TL;DR it’s still your responsibility to understand the limitations of your infrastructure decisions and engineer your systems accordingly.

No, using AWS does not absolve you of that responsibility. The game of paying a vendor to be an engineer is that you have to have strategies to test this kind of stuff.

Slack didn’t know how to handle it, they paid AWS hoping the product did what it said on the tin. They didn’t test for this case and got bit.

They have millions of clients they could have coordinated to load test this stuff by picking some time to disable the cache and fallback to cache if it failed.

True, but with any managed service, hidden limits and a cloud provider's own engineering (or lack thereof) may come back to bite the top 0.1% (the whales).

One approach to solve problems of scale is to trim down scale and bound it across multiple disparate silos that do not absolutely interact with each other at all, under any circumstances, except for making quick, constant-time, scale-independent decisions, may be.

In short, do things that don't need scale.

AWS might have had back-to-work traffic in lots of domains simultaneously.

Or maybe their monitoring and response staff was just coming back online.

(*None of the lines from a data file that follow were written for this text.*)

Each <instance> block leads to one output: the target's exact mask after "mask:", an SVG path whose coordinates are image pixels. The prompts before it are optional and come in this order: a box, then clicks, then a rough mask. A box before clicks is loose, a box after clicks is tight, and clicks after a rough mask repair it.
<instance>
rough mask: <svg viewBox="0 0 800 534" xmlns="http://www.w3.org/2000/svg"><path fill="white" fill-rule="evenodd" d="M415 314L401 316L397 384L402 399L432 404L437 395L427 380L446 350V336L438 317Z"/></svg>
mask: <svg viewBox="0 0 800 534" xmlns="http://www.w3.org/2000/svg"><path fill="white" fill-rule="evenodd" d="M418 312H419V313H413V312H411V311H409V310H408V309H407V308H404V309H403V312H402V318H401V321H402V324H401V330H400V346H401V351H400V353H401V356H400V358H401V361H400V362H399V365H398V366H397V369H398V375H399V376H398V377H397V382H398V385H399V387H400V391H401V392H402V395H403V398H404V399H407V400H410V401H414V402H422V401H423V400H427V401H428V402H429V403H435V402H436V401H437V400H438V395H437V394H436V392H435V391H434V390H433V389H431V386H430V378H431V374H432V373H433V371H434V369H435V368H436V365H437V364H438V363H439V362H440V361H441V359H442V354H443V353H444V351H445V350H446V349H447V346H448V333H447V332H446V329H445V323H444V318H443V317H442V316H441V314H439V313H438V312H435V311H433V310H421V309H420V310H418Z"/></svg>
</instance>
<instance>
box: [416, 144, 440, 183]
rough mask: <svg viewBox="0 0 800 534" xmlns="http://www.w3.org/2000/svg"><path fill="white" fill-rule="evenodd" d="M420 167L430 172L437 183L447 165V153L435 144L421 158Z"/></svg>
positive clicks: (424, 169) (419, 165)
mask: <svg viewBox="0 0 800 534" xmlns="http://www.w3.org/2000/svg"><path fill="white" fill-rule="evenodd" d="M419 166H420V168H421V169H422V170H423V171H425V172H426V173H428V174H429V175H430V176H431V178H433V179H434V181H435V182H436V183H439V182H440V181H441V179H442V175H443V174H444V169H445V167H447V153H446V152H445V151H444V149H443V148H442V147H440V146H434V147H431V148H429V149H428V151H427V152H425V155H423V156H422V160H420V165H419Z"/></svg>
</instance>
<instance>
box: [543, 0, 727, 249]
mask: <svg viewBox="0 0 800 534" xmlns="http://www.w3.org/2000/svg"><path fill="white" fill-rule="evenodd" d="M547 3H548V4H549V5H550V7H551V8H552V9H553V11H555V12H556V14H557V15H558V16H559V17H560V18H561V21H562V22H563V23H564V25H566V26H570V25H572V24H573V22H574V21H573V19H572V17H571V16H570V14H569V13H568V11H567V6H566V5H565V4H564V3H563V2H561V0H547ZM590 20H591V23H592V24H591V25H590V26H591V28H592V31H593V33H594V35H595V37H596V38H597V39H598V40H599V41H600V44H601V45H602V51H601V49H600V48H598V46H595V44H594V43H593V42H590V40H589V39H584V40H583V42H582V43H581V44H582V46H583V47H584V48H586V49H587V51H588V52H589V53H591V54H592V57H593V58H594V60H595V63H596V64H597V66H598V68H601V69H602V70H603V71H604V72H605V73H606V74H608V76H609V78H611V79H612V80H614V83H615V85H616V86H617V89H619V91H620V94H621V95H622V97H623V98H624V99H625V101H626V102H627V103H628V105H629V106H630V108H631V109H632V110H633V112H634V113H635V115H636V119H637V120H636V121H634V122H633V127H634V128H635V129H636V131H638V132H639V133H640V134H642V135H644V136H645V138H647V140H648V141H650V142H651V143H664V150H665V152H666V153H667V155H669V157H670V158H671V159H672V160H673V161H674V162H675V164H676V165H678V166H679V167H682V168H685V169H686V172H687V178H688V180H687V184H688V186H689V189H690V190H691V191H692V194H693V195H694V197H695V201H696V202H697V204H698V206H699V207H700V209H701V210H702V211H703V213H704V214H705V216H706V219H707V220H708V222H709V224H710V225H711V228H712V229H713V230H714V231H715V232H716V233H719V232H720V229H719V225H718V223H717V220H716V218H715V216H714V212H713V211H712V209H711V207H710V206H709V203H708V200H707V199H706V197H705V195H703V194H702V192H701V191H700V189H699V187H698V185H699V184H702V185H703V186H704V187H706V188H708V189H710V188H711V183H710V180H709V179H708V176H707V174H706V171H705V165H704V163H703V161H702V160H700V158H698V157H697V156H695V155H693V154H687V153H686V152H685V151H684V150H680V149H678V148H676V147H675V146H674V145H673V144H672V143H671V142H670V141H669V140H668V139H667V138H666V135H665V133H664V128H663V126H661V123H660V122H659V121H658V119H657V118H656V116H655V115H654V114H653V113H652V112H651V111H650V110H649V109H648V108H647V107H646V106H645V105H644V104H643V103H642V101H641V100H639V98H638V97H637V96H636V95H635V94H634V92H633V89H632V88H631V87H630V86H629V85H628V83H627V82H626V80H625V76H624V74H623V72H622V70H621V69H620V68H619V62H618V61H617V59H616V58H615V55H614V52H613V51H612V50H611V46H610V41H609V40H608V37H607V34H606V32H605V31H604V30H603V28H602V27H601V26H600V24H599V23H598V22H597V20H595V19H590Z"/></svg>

Lots of other services that use AWS didn't go down the same day -- because they provisioned enough AWS capacity.
Where's the button to provision more TGW capacity?
I actually thought something in AWS was a cause but did not know anything about how TGW works internally.
I actually thought something in AWS was a cause but did not know about these internal systems.
But what HN predicted was wrong https://news.ycombinator.com/item?id=25632346

"My bet is that this incident is caused by a big release after a post-holiday "code freeze". "

HN comments suggested a broad plethora of things. I’m not surprised some happened on the right cause.
That's very kind of you to remember :)
But Slack has been around for longer than a year, right? Shouldn't they have noticed this happening earlier?

I mean, considering Slack is mostly used as a workplace chat mechanism, they should have faced this kind of a scenario previously and had a solution for this by now.

Yeah but this year the number of people working from home that would connect to slack directly at the beginning of their work day must be much much larger than the other years
Another small but potentially relevant detail: Not many people vacationed, so more people would have returned to work at standard times. Many people travel over holidays for example (usually) but this time around in many places it wasn't even an option. Other people extend their holidays to relax more, but I don't know any people interested in staycations in their house. We've had enough of it.
But also smaller because much fewer people went on a long traveling vacation away from laptop.